To have this action available in Keycloak, a third file is required. The file is called org.keycloak.authentication.RequiredActionFactory and must be placed in resources/META-INF/services directory of the Java project. The content is simply:

com.gruchalski.idp.spi.actions.UserMustBeApprovedActionFactory

§deployment

Regardless on your Java packaging tool of choice, the outcome is a jar file containing the compiled classes and the resources directory. The jar file must be copied to the Keycloak /opt/jboss/keycloak/standalone/deployments directory. Give Keycloak a couple of seconds to load the classes, the status will be printed in the logs.

§enabling and testing

Sign in to Keycloak and navigate to the realm Authentication (left menu) / Required Actions tab. Click the Register button in top left table corner and select the User must be approved action from the list. Click Ok. The action will be added to the list.

If you want to enforce this action for every user in the realm, tick the Default action checkbox. Be careful, if you do this, make sure your current user you are logged in as, has the x-approved attribute assigned - otherwise you will lock yourself out! If in doubt, test on a temporary realm or on a Keycloak instance you can easily wipe.

The action can be enforced for individual users only. To do so, go to realm Users, find the account for which the action should be enforced and select it in the Required User Actions. Save the changes.

That’s it.

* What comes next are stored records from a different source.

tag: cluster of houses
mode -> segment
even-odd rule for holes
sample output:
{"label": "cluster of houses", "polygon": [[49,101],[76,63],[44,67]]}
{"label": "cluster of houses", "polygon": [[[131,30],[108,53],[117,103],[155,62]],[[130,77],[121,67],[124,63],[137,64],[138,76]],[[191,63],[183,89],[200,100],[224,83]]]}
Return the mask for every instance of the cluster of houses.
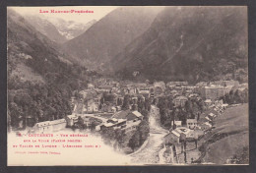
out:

Now, when the user tries to sign in and there is no required attribute, they will be redirected to the information page. This action also takes effect when using the direct password grant. Without the attribute, the response is:

1
2
3
4
{
    "error": "invalid_grant",
    "error_description": "Account is not fully set up"
}

In one of the future posts, I am going to look at adding custom forms to the action.